Senator Bingaman reintroduces Rio Grande del Norte
Members of New Mexico’s congressional delegation led by U.S. Sen. Jeff Bingaman yesterday re-introduced legislation cosponsored by Sen. Tom Udall (D-NM) that would protect roughly 236,980 acres of the most scenic and ecologically significant lands in northern New Mexico. A House version was introduced by Rep. Ben Ray Lujan (D, NM-3), cosponsored by Rep. Martin Heinrich (D, NM-1).

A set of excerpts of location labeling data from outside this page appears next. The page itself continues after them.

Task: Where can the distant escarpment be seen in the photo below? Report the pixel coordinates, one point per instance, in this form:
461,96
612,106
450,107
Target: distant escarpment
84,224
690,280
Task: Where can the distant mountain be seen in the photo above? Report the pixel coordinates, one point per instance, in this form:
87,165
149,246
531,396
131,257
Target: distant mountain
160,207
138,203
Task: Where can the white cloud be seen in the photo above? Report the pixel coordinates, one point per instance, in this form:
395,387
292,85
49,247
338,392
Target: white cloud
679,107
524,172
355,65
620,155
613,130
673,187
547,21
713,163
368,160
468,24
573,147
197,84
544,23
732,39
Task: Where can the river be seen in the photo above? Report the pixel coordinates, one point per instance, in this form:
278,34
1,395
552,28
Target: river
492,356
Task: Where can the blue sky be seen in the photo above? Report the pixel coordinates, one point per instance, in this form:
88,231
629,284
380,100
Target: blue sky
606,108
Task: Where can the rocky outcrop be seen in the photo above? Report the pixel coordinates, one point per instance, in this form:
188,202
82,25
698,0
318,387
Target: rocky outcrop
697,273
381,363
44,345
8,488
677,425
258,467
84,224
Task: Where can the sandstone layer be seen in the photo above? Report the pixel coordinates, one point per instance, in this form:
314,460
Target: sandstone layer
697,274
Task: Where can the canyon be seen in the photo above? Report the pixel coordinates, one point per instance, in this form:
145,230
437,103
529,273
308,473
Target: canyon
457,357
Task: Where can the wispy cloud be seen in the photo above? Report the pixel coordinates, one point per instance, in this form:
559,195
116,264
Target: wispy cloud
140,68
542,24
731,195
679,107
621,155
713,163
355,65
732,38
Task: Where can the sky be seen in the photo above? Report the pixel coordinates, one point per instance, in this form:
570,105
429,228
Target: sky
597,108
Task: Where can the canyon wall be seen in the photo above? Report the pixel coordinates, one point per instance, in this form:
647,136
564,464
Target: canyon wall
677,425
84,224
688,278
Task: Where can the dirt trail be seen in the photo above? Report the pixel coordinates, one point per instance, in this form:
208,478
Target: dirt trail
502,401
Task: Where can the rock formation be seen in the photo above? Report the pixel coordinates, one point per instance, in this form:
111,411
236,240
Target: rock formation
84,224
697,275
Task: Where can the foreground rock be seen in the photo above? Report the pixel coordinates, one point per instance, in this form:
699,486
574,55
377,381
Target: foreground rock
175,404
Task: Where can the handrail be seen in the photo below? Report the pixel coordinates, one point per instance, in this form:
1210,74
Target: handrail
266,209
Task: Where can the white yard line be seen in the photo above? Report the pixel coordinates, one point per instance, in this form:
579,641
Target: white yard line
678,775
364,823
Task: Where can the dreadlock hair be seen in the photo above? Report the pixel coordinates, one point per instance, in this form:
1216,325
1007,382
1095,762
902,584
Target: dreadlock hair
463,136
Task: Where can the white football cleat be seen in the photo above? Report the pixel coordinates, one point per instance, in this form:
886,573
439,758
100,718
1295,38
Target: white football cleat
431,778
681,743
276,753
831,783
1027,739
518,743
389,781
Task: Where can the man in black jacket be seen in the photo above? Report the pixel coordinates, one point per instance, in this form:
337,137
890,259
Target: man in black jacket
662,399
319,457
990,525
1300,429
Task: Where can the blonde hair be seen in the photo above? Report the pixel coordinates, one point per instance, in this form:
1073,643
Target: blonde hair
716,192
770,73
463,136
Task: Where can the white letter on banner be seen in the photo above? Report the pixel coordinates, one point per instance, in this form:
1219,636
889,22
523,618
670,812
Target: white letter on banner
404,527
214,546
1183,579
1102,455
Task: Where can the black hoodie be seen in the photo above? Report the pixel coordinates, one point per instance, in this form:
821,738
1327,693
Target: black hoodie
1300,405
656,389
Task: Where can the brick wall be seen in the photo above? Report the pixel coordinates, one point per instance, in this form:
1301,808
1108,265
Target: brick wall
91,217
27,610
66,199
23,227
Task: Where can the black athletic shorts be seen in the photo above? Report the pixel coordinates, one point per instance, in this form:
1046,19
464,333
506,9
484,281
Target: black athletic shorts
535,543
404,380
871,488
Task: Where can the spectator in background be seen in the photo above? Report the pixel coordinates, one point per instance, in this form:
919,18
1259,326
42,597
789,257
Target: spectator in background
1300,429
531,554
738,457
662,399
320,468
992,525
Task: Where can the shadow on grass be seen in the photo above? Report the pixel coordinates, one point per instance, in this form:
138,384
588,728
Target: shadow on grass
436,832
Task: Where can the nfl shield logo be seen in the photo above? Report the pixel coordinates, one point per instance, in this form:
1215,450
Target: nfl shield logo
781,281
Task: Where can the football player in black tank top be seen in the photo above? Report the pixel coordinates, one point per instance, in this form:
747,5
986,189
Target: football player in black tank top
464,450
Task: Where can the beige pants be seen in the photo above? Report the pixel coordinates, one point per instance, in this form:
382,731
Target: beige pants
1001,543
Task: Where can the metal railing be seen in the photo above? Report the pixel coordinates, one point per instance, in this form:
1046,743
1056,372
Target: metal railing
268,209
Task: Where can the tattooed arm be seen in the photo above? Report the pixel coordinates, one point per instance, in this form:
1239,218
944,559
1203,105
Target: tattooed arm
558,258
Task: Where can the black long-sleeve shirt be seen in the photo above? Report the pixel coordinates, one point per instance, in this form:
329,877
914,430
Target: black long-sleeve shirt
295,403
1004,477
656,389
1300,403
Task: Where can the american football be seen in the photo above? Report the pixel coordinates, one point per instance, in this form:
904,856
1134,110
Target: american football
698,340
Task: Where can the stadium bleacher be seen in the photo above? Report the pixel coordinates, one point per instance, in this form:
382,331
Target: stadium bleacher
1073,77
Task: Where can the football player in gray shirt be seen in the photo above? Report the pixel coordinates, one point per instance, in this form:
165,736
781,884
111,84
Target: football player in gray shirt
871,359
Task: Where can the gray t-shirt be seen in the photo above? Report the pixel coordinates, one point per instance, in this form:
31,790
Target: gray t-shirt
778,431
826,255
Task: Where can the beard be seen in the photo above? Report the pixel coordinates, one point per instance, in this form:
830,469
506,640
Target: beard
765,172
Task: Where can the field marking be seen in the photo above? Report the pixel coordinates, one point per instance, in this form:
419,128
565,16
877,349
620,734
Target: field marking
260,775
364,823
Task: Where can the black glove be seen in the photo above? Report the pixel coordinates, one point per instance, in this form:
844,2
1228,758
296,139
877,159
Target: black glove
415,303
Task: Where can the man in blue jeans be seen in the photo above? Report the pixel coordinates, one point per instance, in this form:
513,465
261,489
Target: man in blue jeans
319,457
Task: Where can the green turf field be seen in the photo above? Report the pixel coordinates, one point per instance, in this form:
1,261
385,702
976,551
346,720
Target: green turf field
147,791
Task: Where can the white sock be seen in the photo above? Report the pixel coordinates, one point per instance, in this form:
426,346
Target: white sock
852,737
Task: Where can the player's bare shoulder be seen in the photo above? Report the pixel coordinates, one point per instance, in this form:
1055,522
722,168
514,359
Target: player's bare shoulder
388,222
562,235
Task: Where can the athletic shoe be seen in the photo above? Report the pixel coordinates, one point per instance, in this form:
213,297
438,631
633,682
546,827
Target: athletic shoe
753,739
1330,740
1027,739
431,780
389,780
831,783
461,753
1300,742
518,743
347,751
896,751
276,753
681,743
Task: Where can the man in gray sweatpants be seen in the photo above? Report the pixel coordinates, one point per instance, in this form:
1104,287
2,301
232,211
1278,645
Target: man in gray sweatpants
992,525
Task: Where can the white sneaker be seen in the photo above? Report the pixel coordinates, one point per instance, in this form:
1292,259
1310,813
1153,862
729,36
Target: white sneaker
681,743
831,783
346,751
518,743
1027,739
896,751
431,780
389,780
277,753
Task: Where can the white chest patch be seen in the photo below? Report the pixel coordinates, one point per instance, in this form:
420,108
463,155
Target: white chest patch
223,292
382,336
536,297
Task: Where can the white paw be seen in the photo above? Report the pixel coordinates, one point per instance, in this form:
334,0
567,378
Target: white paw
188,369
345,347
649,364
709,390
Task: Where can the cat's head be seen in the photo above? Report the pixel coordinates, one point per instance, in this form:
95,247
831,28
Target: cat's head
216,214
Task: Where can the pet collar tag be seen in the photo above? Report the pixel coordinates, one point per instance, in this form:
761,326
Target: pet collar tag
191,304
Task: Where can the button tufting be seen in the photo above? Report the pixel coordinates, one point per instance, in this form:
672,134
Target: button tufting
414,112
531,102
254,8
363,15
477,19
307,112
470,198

The legislation, the Río Grande del Norte National Conservation Area Establishment Act (S. 667/H.R. 1241), would protect over 21,000 acres of Wilderness and roughly 236,980 acres as a National Conservation Area. It would ensure protection of some of the most ecologically significant lands in the state of New Mexico and help secure traditional ways of life in Northern New Mexico for local residents as well as hunters, ranchers, and outfitters. The legislation was first introduced in April 2009, but did not pass before the 111th Congress adjourned.
One of the most striking features of the area is Ute Mountain, the highest point on New Mexico Bureau of Land Management land. Ute rises up from the surrounding sage plain to an elevation of 10,093 feet.
The legislation would protect the upper reaches of the Rio Grande Gorge, known as one of the world’s great avian migratory routes. Eagles, falcons and hawks nest on the walls of the Gorge and numerous species -- including majestic sandhill cranes -- migrate through the area. Wilderness protection assures the ecological future of these incredible birds, as well as important game species like pronghorn and elk.
The legislation would also safeguard world-class recreation opportunities, such as hiking, hunting and fishing. Grazing and vehicle and utility access would continue in already-existing areas, and water rights would not be affected.
“This important bill would keep New Mexico’s most treasured natural resource pristine and protected,” said Michael Casaus, the New Mexico State Director at The Wilderness Society. “The El Río Grande Del Norte National Conservation Area Establishment Act would protect our wild lands that New Mexico communities have enjoyed for generations.”
Through efforts with our local partners -- such as New Mexico Wilderness Alliance and New Mexico Wildlife Federation, hunters and anglers, business leaders and outfitters and state and federal elected officials --The Wilderness Society hopes to see the Río Grande Del Norte National Conservation Area Establishment Act finally enacted this Congress to protect our lands and waters for New Mexico’s future.